The paper introduces PhD, a ChatGPT-prompted dataset for evaluating visual hallucinations in multimodal large language models (MLLMs), covering tasks like object recognition and sentiment analysis across multiple modes, with over 102k VQA triplets, revealing significant performance variability in MLLMs.
Multimodal Large Language Models (MLLMs) hallucinate, resulting in an emerging topic of visual hallucination evaluation (VHE). This paper contributes a ChatGPT-Prompted visual hallucination evaluation Dataset (PhD) for objective VHE at a large scale.

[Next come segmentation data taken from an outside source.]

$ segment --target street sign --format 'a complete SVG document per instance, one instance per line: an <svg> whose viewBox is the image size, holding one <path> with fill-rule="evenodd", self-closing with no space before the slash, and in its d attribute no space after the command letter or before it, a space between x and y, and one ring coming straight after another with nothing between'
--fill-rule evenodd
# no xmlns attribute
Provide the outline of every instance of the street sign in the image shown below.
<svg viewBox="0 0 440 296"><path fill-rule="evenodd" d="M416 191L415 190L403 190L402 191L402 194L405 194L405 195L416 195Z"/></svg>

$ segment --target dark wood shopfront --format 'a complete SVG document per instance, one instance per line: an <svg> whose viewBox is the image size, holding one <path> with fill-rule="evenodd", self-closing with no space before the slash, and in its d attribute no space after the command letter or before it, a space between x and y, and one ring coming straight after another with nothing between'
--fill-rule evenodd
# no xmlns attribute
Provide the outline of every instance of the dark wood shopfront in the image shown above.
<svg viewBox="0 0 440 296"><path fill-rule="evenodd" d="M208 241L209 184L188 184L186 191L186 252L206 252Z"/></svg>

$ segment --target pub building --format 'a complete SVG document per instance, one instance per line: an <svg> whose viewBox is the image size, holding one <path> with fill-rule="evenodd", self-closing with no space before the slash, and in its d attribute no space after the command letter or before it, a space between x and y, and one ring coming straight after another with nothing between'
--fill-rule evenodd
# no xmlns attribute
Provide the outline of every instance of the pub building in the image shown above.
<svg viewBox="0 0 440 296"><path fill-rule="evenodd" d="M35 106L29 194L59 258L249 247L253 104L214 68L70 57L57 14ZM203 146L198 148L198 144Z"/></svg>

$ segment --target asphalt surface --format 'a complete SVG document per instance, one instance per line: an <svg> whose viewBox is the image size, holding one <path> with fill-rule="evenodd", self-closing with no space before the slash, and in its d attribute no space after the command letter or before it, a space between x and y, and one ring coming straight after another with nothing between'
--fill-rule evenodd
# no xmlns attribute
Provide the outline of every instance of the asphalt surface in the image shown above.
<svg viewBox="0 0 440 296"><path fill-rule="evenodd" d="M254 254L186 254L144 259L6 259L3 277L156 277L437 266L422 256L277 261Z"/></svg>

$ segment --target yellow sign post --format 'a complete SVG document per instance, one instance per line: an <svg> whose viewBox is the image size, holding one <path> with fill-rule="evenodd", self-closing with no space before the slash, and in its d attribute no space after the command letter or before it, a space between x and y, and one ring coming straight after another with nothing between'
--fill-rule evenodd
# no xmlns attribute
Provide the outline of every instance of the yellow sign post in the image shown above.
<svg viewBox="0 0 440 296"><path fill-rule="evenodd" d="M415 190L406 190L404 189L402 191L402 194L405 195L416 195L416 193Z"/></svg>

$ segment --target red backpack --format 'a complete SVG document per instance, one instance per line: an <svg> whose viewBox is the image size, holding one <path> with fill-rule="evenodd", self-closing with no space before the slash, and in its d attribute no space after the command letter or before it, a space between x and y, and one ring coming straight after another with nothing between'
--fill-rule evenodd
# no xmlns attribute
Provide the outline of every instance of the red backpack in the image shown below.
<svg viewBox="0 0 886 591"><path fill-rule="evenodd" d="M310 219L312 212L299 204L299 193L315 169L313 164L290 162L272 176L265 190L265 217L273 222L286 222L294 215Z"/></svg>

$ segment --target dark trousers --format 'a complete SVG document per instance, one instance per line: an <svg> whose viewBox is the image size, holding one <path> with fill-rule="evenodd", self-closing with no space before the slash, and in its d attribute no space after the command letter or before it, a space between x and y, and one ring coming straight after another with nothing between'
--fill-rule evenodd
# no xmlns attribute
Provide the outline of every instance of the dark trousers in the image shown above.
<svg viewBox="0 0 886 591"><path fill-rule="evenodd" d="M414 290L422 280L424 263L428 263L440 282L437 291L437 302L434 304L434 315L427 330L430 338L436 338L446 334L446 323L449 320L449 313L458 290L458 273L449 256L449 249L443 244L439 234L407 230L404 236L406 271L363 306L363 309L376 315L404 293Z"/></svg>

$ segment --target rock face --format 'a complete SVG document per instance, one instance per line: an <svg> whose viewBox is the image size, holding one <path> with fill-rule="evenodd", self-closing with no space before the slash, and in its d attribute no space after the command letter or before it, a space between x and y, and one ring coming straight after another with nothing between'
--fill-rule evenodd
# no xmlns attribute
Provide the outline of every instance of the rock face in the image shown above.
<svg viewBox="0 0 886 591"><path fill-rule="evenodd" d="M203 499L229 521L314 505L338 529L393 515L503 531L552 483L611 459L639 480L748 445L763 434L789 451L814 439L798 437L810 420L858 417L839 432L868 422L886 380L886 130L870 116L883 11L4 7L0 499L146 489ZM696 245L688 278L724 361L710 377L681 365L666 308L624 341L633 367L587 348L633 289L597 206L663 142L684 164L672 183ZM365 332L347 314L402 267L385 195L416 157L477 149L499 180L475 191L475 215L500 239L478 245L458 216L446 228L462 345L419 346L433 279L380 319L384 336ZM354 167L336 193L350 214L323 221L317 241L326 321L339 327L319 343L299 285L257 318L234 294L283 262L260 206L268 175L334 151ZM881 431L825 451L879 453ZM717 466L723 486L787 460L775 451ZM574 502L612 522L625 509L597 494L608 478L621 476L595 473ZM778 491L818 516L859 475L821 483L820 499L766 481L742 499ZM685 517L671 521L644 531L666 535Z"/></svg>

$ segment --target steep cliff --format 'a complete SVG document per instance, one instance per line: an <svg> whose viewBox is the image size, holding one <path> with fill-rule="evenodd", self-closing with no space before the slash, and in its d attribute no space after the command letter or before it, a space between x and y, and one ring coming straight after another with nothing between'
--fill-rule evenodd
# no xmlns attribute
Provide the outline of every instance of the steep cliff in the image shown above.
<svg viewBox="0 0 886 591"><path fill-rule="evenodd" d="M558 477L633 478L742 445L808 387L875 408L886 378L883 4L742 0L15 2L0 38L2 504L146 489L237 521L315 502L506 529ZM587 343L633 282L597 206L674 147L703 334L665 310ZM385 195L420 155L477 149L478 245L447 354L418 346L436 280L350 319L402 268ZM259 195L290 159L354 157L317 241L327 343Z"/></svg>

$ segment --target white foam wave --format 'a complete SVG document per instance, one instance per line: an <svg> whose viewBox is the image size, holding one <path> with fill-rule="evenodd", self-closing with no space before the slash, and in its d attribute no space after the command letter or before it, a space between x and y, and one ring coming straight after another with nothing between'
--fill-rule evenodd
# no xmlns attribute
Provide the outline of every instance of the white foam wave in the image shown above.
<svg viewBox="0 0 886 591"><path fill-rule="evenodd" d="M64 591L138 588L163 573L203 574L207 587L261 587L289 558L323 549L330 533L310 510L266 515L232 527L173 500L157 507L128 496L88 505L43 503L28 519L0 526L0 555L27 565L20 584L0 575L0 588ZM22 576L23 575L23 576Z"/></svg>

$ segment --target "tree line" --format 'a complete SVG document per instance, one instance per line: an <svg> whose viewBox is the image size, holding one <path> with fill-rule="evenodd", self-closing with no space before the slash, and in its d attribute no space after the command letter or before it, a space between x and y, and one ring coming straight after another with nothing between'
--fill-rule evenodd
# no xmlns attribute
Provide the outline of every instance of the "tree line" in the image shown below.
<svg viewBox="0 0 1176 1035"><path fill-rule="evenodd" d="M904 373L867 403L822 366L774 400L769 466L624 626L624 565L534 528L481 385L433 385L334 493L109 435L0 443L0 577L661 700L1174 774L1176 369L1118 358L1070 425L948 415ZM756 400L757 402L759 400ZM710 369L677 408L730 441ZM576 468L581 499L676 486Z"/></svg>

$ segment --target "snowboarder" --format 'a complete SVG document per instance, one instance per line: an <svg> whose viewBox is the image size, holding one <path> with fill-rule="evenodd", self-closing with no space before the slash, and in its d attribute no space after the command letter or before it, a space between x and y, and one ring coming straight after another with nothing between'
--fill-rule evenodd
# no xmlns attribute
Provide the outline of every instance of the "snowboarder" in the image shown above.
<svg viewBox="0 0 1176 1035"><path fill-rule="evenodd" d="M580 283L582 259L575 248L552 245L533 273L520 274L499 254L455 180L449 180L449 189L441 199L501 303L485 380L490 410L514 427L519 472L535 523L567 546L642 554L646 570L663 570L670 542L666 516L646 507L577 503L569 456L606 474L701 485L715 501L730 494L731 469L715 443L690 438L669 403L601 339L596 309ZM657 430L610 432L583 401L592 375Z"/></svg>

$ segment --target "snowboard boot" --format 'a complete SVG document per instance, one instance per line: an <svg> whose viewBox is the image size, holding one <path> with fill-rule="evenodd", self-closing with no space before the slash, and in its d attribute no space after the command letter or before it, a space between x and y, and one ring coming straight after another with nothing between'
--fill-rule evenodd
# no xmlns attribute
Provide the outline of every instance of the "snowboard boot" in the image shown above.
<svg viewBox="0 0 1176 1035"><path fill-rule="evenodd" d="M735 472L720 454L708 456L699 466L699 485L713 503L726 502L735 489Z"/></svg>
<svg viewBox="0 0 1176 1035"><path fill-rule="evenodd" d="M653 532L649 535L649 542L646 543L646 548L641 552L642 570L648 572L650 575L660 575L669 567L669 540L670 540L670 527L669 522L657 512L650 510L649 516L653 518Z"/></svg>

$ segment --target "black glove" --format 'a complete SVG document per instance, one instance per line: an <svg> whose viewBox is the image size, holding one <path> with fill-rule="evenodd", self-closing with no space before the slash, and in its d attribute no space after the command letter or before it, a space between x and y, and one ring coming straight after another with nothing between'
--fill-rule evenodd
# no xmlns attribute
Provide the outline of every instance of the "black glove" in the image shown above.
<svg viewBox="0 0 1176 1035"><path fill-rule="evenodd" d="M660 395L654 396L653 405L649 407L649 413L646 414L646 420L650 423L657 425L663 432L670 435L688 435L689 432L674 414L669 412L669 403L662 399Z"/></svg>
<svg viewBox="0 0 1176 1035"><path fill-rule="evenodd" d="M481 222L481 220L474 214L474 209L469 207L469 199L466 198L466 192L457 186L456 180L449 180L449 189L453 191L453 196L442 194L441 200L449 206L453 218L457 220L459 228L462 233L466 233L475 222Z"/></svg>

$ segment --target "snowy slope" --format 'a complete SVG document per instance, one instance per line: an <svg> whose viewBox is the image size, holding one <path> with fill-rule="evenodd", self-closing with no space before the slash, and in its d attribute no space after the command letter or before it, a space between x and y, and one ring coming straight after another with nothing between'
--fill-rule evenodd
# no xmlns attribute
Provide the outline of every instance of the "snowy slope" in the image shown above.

The essence of VHE is to ask an MLLM questions about specific images to assess its susceptibility to hallucination. Depending on what to ask (objects, attributes, sentiment, etc.) and how the questions are asked, we structure PhD along two dimensions, i.e. task and mode. Five visual recognition tasks, ranging from low-level (object / attribute recognition) to middle-level (sentiment / position recognition and counting), are considered. Besides a normal visual QA mode, which we term PhD-base, PhD also asks questions with specious context (PhD-sec) or with incorrect context ({PhD-icc), or with AI-generated counter common sense images (PhD-ccs). We construct PhD by a ChatGPT-assisted semi-automated pipeline, encompassing four pivotal modules: task-specific hallucinatory item (hitem) selection, hitem-embedded question generation, specious / incorrect context generation, and counter-common-sense (CCS) image generation. With over 14k daily images, 750 CCS images and 102k VQA triplets in total, PhD reveals considerable variability in MLLMs' performance across various modes and tasks, offering valuable insights into the nature of hallucination. As such, PhD stands as a potent tool not only for VHE but may also play a significant role in the refinement of MLLMs.